The judges put VA’s counsel off kilter when they inquired as to who a Veteran would turn to for due process relief if he were deprived of this avenue sought.  A Writ of Mandamus for injunctive relief from undue and interminable delay currently is the only remedy and that simply disenfranchises another Veteran. As the CAVC can only offer relief in a narrow vein, and this avenue is not accorded them in their charter, it would appear that Vets have no judicial venue to protect their interests absent one proffered by the  Ninth Circuit. VA dissembled and had no specific answer to that. When one of the Ninth’s nine cited to Bowen v. Mass. for the proposition that the Fed. Cir. does indeed have this statutory power, VA had no rebuttal argument in their back pocket to counter with. Nevertheless, they insist the Ninth Circuit most definitely doesn’t have it.


VA is on thin ice and has been for years. They have always been able to ask for one more chance like a junkie asking for one more fix before going to rehab. Their arguments have been extremely well received in the past and I’m sure they expected no less a reception before the Ninth Circuit’s en banc Court. They must have thought they would receive a more cultured group amenable to the Government’s point of view after the earlier bitchslap from the panel. It must come as a rude surprise, then, when the Justices proceed to ask embarrassing questions and query them on when (and how) they propose to correct this problem. The old answers don’t seem to work any more.

America has once again become enamored of its citizen soldiers and their contributions to our freedoms. There’s nothing like a Pearl Harbor or a 9/11 to galvanize the populace to our cause. This increased attention has had the unfortunate effect of shining a light on VA’s shortcomings. Vietnam cast a long shadow on our military that has taken forever to throw off.  People are proud of our military and its accomplishments again and they feel remunerations are in order, not excuses. This appreciation for all things military exposes Government’s professed support of the Veterans Administration and the actual facts. VA can no longer hide its mentally defective aunt in the upstairs bedroom and say she’s under the weather today or she’d be here in the parlor with us. The facts are starting to seep out like last week’s garbage under the kitchen sink. Febreeze and excuses won’t mask the problem anymore.
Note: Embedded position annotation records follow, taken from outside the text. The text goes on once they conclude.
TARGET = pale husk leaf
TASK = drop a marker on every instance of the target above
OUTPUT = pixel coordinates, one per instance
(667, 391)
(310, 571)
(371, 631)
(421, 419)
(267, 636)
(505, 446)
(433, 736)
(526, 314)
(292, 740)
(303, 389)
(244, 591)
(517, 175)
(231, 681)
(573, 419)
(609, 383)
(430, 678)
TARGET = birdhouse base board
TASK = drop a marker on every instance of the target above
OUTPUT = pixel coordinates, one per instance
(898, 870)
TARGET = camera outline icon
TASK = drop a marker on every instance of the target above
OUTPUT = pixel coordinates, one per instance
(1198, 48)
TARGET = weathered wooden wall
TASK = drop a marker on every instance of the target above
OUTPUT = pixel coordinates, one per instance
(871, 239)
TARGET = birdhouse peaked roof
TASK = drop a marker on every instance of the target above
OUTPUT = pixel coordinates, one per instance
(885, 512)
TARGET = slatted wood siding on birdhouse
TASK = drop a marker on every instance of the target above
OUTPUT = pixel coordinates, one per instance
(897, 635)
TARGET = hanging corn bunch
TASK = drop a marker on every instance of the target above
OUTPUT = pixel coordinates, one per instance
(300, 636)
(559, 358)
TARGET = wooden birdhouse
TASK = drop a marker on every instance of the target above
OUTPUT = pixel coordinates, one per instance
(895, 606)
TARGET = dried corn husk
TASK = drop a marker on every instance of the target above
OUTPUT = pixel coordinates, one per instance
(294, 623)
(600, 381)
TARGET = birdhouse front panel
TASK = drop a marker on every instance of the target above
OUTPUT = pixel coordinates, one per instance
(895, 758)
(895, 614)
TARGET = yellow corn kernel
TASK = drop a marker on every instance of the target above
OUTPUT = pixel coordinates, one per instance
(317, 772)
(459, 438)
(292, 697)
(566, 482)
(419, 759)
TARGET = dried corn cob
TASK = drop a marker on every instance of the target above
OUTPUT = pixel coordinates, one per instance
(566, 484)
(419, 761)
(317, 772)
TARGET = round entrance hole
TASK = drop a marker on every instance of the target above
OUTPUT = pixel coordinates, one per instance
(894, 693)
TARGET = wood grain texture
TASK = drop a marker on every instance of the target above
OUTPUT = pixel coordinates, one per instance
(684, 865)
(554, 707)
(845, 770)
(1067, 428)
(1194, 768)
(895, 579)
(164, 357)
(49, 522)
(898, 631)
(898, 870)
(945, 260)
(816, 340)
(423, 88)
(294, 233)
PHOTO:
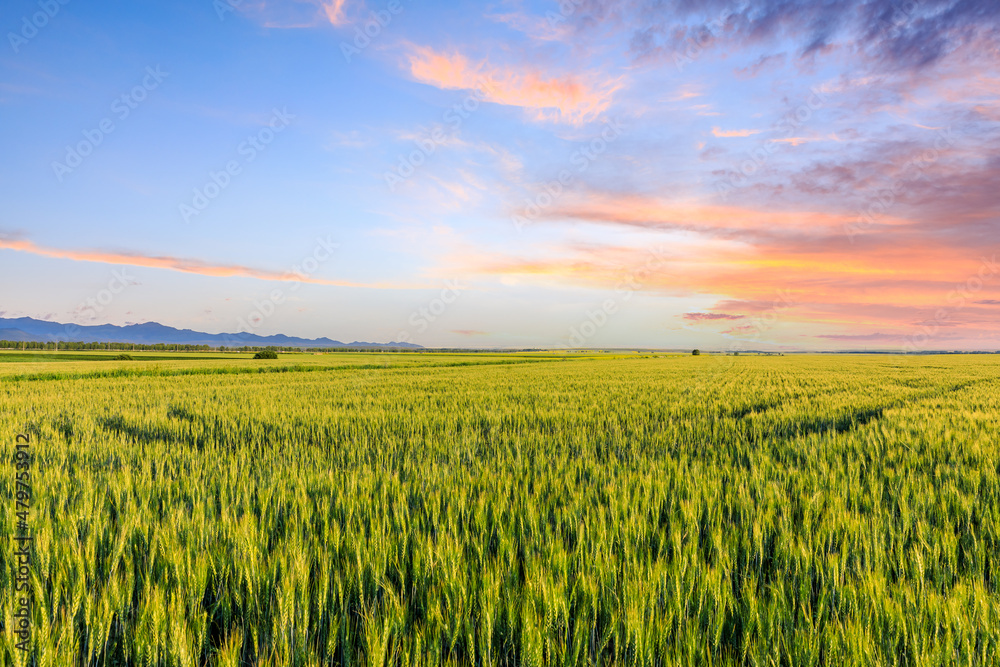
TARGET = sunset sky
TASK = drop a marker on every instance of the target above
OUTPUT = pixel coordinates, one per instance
(786, 174)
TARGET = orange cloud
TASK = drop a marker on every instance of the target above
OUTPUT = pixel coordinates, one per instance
(569, 99)
(654, 212)
(182, 265)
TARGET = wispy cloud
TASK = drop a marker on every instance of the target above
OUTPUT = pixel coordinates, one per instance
(708, 317)
(569, 98)
(183, 265)
(733, 133)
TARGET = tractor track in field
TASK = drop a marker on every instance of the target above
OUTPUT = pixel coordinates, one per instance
(852, 420)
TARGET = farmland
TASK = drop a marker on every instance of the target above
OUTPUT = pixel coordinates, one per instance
(509, 509)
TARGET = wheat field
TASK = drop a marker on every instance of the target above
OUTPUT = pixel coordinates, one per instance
(518, 509)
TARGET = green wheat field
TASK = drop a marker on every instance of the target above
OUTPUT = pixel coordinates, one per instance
(505, 509)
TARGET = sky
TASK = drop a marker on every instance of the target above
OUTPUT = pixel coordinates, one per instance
(782, 174)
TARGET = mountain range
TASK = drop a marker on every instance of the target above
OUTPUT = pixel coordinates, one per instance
(152, 333)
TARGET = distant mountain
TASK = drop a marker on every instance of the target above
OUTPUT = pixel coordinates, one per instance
(151, 333)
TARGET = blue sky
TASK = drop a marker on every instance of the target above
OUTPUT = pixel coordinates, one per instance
(789, 174)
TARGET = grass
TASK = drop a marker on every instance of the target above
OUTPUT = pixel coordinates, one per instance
(398, 509)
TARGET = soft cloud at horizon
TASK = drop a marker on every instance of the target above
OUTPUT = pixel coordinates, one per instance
(744, 175)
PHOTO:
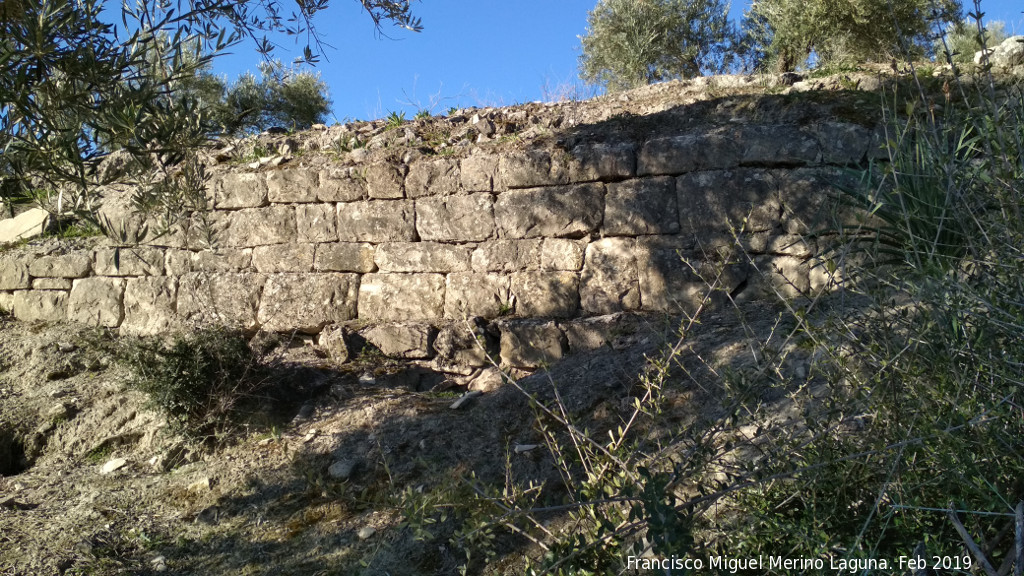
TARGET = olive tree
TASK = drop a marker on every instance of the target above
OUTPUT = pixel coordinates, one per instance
(631, 43)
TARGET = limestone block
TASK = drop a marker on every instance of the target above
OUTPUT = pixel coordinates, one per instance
(344, 256)
(682, 154)
(399, 297)
(316, 222)
(259, 227)
(552, 294)
(137, 260)
(557, 211)
(284, 257)
(97, 301)
(470, 294)
(64, 265)
(562, 253)
(13, 273)
(51, 284)
(293, 184)
(530, 344)
(413, 341)
(150, 305)
(340, 186)
(456, 218)
(609, 282)
(477, 172)
(433, 177)
(720, 201)
(598, 161)
(220, 298)
(386, 180)
(47, 305)
(421, 256)
(377, 220)
(641, 206)
(507, 255)
(240, 190)
(307, 302)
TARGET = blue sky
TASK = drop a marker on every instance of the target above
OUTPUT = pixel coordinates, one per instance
(480, 52)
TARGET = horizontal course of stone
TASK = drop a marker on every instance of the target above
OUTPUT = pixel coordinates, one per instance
(542, 233)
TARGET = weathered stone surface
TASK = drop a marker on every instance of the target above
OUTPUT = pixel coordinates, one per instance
(484, 295)
(48, 305)
(220, 298)
(344, 256)
(712, 202)
(293, 184)
(507, 255)
(598, 161)
(411, 341)
(150, 305)
(284, 257)
(562, 253)
(432, 177)
(13, 273)
(609, 282)
(137, 260)
(65, 265)
(97, 301)
(340, 186)
(687, 153)
(240, 190)
(399, 297)
(421, 256)
(316, 222)
(558, 211)
(552, 294)
(385, 180)
(641, 206)
(307, 301)
(530, 344)
(28, 224)
(477, 172)
(259, 227)
(456, 218)
(377, 220)
(51, 284)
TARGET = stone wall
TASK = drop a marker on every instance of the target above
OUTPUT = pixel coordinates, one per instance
(539, 238)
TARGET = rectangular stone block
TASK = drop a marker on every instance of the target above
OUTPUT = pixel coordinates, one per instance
(609, 281)
(558, 211)
(421, 256)
(400, 297)
(456, 218)
(547, 293)
(307, 302)
(377, 220)
(316, 222)
(64, 265)
(259, 227)
(284, 257)
(432, 177)
(344, 256)
(240, 190)
(688, 153)
(150, 305)
(97, 301)
(220, 298)
(137, 260)
(640, 207)
(293, 184)
(507, 255)
(46, 305)
(471, 294)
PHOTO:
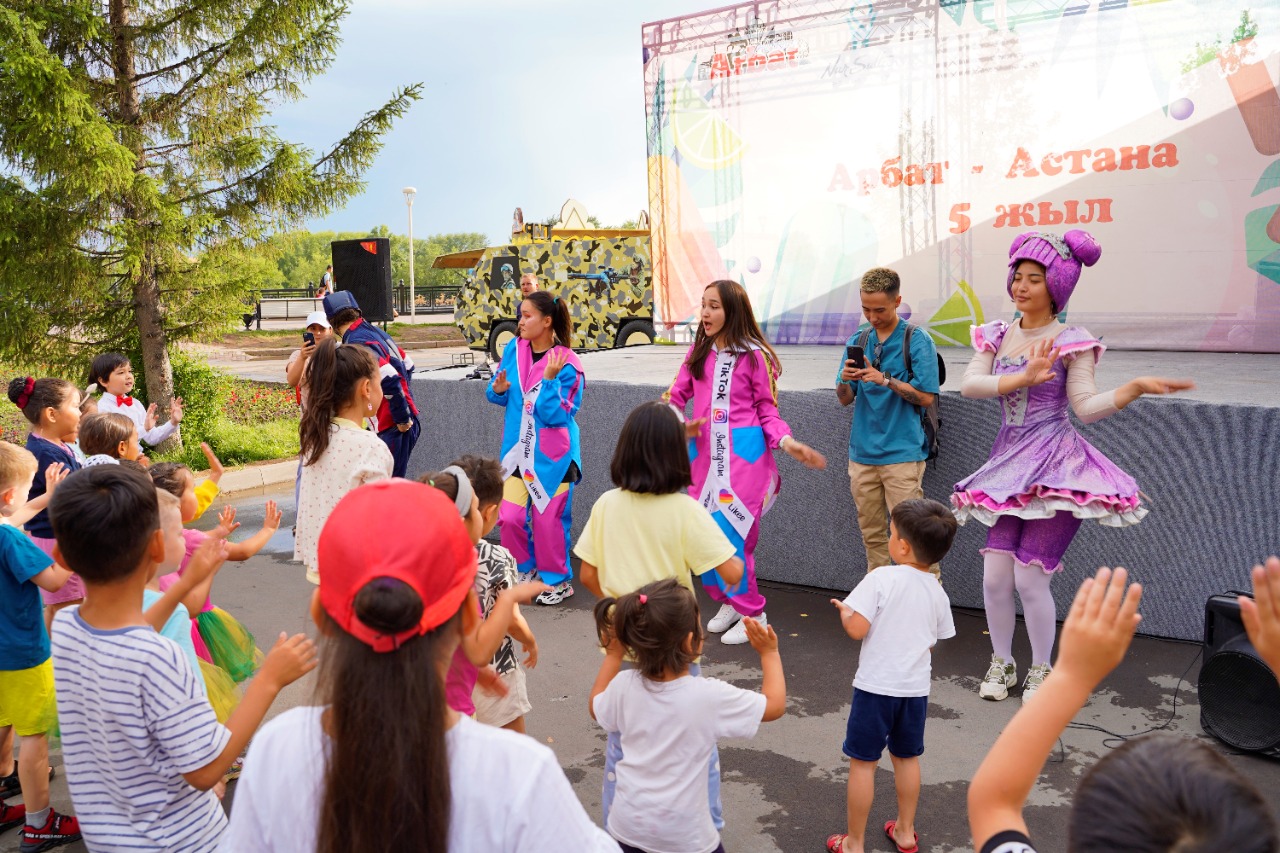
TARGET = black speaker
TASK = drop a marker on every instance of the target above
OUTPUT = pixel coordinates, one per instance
(1238, 692)
(364, 267)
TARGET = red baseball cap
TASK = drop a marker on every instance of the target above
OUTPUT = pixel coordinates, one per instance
(394, 529)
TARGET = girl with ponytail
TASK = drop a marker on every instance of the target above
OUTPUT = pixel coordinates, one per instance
(338, 451)
(382, 762)
(540, 384)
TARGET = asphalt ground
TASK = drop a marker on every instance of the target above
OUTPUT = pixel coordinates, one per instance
(784, 790)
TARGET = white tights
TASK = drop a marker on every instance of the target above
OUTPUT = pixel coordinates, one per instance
(1001, 574)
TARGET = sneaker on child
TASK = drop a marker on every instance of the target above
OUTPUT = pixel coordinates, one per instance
(736, 635)
(58, 830)
(557, 593)
(1036, 676)
(1000, 676)
(723, 619)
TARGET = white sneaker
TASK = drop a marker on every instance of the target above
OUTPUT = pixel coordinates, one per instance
(1034, 679)
(723, 619)
(1000, 676)
(737, 634)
All in all, this will be the Chicken Little moment for Vets. Either the sky is falling as the VCS has unarguably pointed out-or it isn’t and its just a “perception” problem. When a Veteran has to wait 89 days to see a mental health expert and chooses to end his life while waiting, I submit the sky is falling. When 18 Veterans a day chose this option because they have lost their ability to “perceive a solution” then I, too, submit that it is time for the Court to intercede on their (and our) behalf and correct this injustice. The alternative is too egregious to be allowed to continue.

http://www.ca9.uscourts.gov/media/ Third case down on the docket.

About asknod

VA claims blogger
This entry was posted in Fed. Cir. & Supreme Ct. and tagged , , . Bookmark the permalink.

1 Response to 9TH CIR.–VCS v. PEAKE et al

  1. Randy Nesbitt says:

    In your article you mentioned waiting for 89 days to see a mental health expert. This is but one of the many delays that are brought forth each and every day. One has but to look at the numbers of veterans who are now deceased due to the effects of Agent Orange who were denied help due to the fact that the VA denied there was any correlation or causal effect. It was not until 2011 that the Vets were finally heard and assistance forthcoming. Once again it is a system borne of the, “too little too late” category. The practice continues each and every day be it in the court system or within the DRO offices. It appears that once the wounded and afflicted have a lesser voice due to dwindling numbers then it is OK to spend the resources to help the remaining few. How many of those trying to find the correct path have actually seen combat or even worn the uniform?